Des économistes remettent en question les données après que la fermeture ait limité la collecte réelle
Selon Michael Hanson de JPMorgan, ces chiffres plus faibles « suggèrent que le BLS a peut-être maintenu à zéro un certain nombre de prix qu'il n'a pas pu collecter en octobre, ce qui signifie probablement un biais à la baisse important dans les chiffres actuels, qui sera inversé dans les prochains mois lorsque la collecte complète des prix reprendra. »
Diane Swonk, de KPMG US, a averti : « Comme il s’agissait d’un mois d’enquête écourté, il faut prendre ces résultats avec des pincettes. » Elle a ajouté : « Ce qui devrait augmenter diminue, et ce qui devrait diminuer augmente. C’est donc déroutant, et cela ne correspond pas vraiment aux prix que nous avons observés. »
Les marchés ont réagi avec leurs fluctuations habituelles. Les rendements des obligations d'État à court terme ont baissé après la publication du rapport, ce qui a fait grimper les prix, mais cet effet a été de courte durée. Le rendement des bons du Trésor à deux ans a atteint un plus bas de deux mois à 3,43 % avant de se redresser.

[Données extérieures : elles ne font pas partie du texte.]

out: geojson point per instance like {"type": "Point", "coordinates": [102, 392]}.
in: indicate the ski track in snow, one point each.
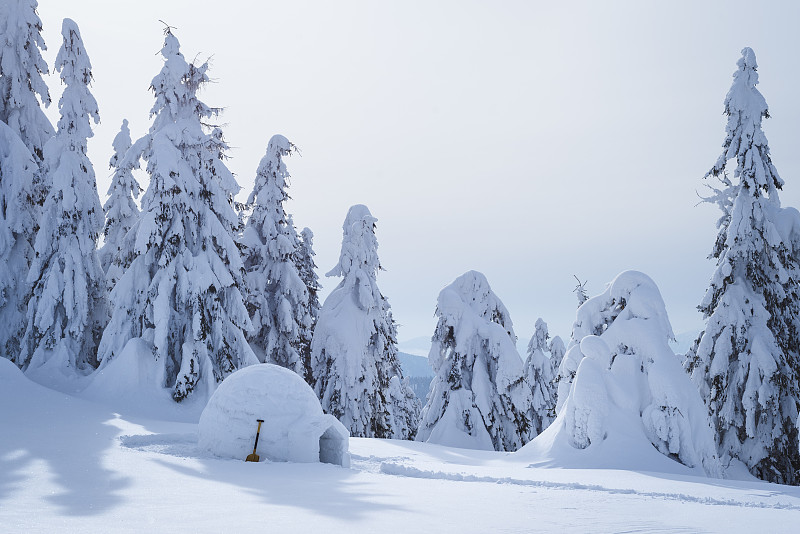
{"type": "Point", "coordinates": [390, 468]}
{"type": "Point", "coordinates": [185, 446]}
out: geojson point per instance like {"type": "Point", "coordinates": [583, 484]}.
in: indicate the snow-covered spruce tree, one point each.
{"type": "Point", "coordinates": [67, 308]}
{"type": "Point", "coordinates": [557, 350]}
{"type": "Point", "coordinates": [17, 171]}
{"type": "Point", "coordinates": [181, 292]}
{"type": "Point", "coordinates": [539, 376]}
{"type": "Point", "coordinates": [745, 362]}
{"type": "Point", "coordinates": [354, 363]}
{"type": "Point", "coordinates": [478, 398]}
{"type": "Point", "coordinates": [277, 298]}
{"type": "Point", "coordinates": [627, 379]}
{"type": "Point", "coordinates": [21, 69]}
{"type": "Point", "coordinates": [120, 209]}
{"type": "Point", "coordinates": [24, 122]}
{"type": "Point", "coordinates": [308, 274]}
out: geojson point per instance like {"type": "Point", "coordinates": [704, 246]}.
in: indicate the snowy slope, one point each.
{"type": "Point", "coordinates": [69, 465]}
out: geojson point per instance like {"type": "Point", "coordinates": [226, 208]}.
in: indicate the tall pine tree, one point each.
{"type": "Point", "coordinates": [745, 362]}
{"type": "Point", "coordinates": [66, 311]}
{"type": "Point", "coordinates": [354, 363]}
{"type": "Point", "coordinates": [17, 171]}
{"type": "Point", "coordinates": [539, 377]}
{"type": "Point", "coordinates": [277, 298]}
{"type": "Point", "coordinates": [478, 398]}
{"type": "Point", "coordinates": [21, 182]}
{"type": "Point", "coordinates": [306, 268]}
{"type": "Point", "coordinates": [120, 209]}
{"type": "Point", "coordinates": [181, 292]}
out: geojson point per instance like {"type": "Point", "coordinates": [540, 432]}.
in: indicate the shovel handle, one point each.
{"type": "Point", "coordinates": [258, 432]}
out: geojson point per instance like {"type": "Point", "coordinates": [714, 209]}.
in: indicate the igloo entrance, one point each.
{"type": "Point", "coordinates": [332, 447]}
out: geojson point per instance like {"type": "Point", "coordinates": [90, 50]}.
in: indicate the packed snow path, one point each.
{"type": "Point", "coordinates": [69, 465]}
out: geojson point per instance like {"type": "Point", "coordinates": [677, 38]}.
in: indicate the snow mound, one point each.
{"type": "Point", "coordinates": [295, 429]}
{"type": "Point", "coordinates": [629, 398]}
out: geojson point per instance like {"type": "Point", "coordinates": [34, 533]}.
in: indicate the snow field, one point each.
{"type": "Point", "coordinates": [82, 467]}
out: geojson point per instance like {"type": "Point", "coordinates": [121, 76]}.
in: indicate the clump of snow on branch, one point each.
{"type": "Point", "coordinates": [625, 370]}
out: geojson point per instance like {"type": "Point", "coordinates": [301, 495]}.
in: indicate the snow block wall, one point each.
{"type": "Point", "coordinates": [295, 429]}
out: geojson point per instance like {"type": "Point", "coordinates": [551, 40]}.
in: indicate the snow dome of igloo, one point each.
{"type": "Point", "coordinates": [295, 428]}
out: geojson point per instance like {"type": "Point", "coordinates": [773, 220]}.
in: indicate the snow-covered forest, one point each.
{"type": "Point", "coordinates": [164, 316]}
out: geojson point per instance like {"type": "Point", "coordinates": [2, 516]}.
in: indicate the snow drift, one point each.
{"type": "Point", "coordinates": [295, 429]}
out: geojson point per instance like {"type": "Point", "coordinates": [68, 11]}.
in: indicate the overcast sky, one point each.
{"type": "Point", "coordinates": [531, 141]}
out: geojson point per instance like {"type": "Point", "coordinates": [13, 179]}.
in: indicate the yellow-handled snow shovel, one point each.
{"type": "Point", "coordinates": [254, 457]}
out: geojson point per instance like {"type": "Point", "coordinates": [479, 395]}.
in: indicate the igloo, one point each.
{"type": "Point", "coordinates": [295, 429]}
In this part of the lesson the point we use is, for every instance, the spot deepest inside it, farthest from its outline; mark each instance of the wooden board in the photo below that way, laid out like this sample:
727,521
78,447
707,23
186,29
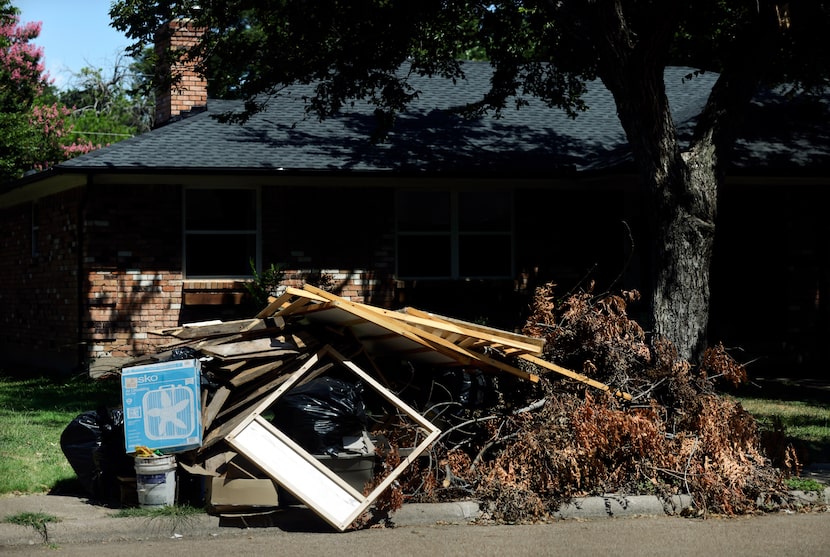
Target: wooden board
299,472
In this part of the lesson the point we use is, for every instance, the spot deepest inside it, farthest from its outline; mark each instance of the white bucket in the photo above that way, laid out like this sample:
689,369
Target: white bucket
155,481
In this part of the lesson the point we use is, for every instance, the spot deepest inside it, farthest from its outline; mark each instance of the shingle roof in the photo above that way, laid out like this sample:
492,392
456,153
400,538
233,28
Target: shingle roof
428,137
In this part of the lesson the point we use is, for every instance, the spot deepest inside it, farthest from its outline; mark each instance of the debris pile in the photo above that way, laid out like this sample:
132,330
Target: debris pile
353,409
315,384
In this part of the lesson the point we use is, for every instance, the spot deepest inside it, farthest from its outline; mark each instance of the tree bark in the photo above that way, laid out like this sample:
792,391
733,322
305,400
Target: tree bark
681,188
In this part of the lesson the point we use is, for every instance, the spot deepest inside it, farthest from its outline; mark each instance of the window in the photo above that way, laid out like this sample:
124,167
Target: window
464,234
35,229
220,232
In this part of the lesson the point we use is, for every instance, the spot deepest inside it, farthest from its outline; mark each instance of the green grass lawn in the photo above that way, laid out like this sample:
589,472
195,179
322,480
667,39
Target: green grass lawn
33,414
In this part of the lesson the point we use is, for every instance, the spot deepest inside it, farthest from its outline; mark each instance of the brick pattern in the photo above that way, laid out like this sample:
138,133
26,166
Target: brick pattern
190,91
132,268
39,274
356,285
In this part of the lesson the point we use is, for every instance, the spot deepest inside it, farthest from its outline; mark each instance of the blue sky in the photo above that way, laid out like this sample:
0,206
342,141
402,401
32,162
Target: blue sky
75,33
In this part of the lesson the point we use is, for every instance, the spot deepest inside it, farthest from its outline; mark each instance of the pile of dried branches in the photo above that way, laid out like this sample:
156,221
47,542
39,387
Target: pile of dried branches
535,447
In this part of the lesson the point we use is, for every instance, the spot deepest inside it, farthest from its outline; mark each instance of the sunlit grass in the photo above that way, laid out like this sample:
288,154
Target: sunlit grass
805,424
33,413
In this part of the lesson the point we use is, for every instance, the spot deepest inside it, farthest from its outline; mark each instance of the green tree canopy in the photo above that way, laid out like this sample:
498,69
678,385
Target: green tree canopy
539,48
35,131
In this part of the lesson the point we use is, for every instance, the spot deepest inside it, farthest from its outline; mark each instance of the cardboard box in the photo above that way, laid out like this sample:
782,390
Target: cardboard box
233,486
241,495
162,406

Les actions, en revanche, ont ouvert entronhausse. Le S&P 500 a progressé de 0,9 % et le Nasdaq a bondi de 2,4 %. Mais les investisseurs restaient sceptiques quant à la fiabilité des chiffres. Jon Hill, de Barclays, a déclaré : « Les marchés n’y prêtent aucune attention car les données semblent suspectes. »
Il a ajouté : « Vu le manque d’explications sur la façon dont le BLS a pris ces décisions, il est difficile de les prendre pour argent comptant. Étant donné l’ampleur de l’erreur et la difficulté pour le marché d’interpréter les données au pied de la lettre, les investisseurs ne veulent pas prendre de risques inconsidérés. »

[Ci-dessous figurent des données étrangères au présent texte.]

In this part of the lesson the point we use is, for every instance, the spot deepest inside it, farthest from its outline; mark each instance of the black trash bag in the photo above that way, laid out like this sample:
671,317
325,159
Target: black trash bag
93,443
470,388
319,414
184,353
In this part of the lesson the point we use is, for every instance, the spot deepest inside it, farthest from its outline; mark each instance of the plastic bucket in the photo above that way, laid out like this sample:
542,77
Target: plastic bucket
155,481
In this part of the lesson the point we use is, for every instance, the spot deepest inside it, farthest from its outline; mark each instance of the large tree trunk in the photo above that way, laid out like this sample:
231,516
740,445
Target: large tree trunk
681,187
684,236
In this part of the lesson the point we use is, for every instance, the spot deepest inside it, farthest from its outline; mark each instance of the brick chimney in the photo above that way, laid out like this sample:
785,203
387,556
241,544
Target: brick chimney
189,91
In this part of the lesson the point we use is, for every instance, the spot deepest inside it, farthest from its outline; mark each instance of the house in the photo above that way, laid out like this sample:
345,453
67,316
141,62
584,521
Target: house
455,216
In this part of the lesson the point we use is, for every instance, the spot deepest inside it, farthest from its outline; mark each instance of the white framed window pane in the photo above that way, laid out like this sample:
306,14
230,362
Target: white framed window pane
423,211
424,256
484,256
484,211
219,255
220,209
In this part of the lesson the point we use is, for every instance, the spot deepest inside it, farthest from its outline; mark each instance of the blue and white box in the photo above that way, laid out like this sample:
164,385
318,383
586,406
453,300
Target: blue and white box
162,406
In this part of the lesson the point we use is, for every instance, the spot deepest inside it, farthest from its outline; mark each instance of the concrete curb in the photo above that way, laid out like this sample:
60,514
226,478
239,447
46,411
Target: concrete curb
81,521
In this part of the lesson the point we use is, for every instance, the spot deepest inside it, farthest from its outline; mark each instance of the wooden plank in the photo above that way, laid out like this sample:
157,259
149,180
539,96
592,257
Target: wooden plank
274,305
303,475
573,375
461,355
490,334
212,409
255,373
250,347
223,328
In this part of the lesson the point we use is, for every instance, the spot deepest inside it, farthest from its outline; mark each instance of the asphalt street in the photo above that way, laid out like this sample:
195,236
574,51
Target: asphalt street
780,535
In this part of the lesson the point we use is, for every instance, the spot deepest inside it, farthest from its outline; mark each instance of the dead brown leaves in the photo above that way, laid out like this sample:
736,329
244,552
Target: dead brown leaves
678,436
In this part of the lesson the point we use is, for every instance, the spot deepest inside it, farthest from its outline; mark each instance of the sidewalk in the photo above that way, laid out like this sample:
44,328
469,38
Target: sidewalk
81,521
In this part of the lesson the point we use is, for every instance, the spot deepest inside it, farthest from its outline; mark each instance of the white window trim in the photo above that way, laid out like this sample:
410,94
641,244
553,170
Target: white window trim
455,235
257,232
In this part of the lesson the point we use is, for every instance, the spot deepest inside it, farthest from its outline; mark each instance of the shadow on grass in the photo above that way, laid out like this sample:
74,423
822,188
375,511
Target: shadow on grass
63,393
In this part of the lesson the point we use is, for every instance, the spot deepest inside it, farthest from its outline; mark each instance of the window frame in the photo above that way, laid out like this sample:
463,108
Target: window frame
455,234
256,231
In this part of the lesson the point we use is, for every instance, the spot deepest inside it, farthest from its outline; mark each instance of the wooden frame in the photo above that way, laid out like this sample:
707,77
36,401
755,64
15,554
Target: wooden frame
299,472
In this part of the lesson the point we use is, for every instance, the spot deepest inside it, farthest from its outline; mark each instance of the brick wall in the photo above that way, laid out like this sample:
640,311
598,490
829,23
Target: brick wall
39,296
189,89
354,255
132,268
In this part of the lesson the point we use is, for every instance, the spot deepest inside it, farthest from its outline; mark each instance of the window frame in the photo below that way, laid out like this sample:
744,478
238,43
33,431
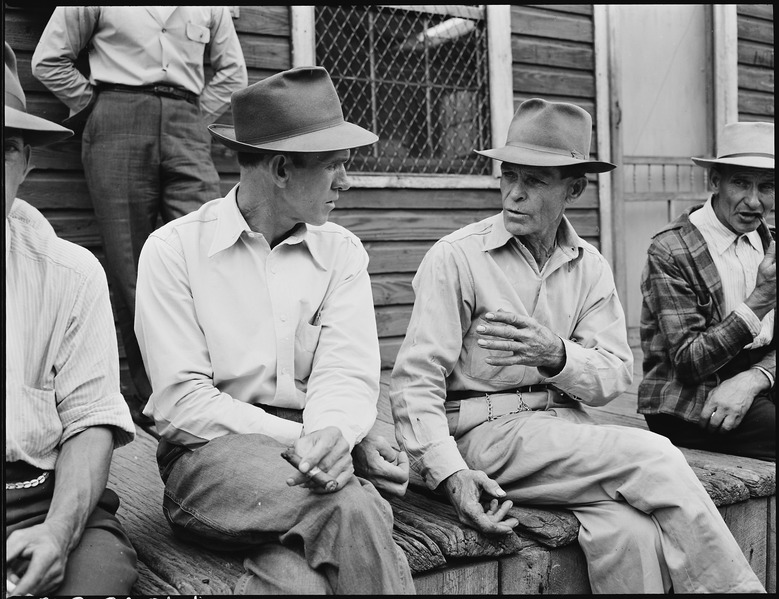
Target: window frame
498,21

La pression politique s'intensifie alors que les responsables de la Fed débattent de la prochaine décision concernant les taux d'intérêt.
L'inflation persistante de ces derniers mois était déjà devenue un casse-tête politique pour ledent Donald Trump. Les électeurs étaient exaspérés par la hausse du coût de la vie. La Maison Blanche s'est donc empressée de relayer ce rapport plus encourageant.

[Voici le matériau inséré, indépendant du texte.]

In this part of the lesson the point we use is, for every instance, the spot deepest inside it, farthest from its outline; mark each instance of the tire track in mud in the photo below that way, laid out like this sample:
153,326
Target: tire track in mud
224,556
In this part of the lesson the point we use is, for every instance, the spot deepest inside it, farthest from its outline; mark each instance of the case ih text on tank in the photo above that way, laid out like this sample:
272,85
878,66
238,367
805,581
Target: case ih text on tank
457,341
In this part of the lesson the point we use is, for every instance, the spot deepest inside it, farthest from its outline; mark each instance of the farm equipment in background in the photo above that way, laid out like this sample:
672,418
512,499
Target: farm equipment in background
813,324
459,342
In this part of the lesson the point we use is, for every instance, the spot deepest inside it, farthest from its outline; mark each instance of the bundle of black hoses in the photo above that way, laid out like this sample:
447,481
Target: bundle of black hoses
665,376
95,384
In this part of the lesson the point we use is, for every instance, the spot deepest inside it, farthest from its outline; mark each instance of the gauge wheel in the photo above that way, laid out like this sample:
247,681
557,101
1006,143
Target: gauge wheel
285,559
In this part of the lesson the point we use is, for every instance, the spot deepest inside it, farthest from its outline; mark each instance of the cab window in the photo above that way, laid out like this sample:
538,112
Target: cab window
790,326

Kevin Hassett, qui dirige actuellement le Conseil économique national et est considéré comme un candidat sérieux à la tête de la Réserve fédérale, a déclaré : « Je ne dis pas que nous allons déjà crier victoire sur le problème des prix, mais ce rapport sur l'IPC est tout simplement étonnamment bon. »
Trump a profité de l'occasion pour réclamer une nouvelle fois une baisse plus rapide des taux et a continué d'attaquer le président de la Fed, Jay Powell, le qualifiant d'« imbécile » en raison de ce qu'il considère comme la lenteur des mesures. Cependant, les analystes estiment que ces données contestables ne devraient pas avoir d'incidence majeure sur la banque centrale.
La Réserve fédérale a voté la semaine dernière, à l'issue d'une réunion tendue, une réduction des taux d'emprunt à leur plus bas niveau depuis trois ans. Certains responsables politiques ont estimé que des baisses plus rapides risquaient d'alimenter l'inflation, tandis que d'autres ont fait valoir que la faiblesse du marché du travail justifiait un soutien accru.
Jeff Schmid, président de la Fed de Kansas City, et Austan Goolsbee, président de la Fed de Chicago, ont mis en garde contre un assouplissement trop important de la politique monétaire en raison des risques d'inflation. Stephen Miran, gouverneur de la Fed, a quant à lui préconisé une baisse de 0,5 point, affirmant qu'une « inflation fantôme » induisait la Fed en erreur et que le taux directeur réel était bien plus bas.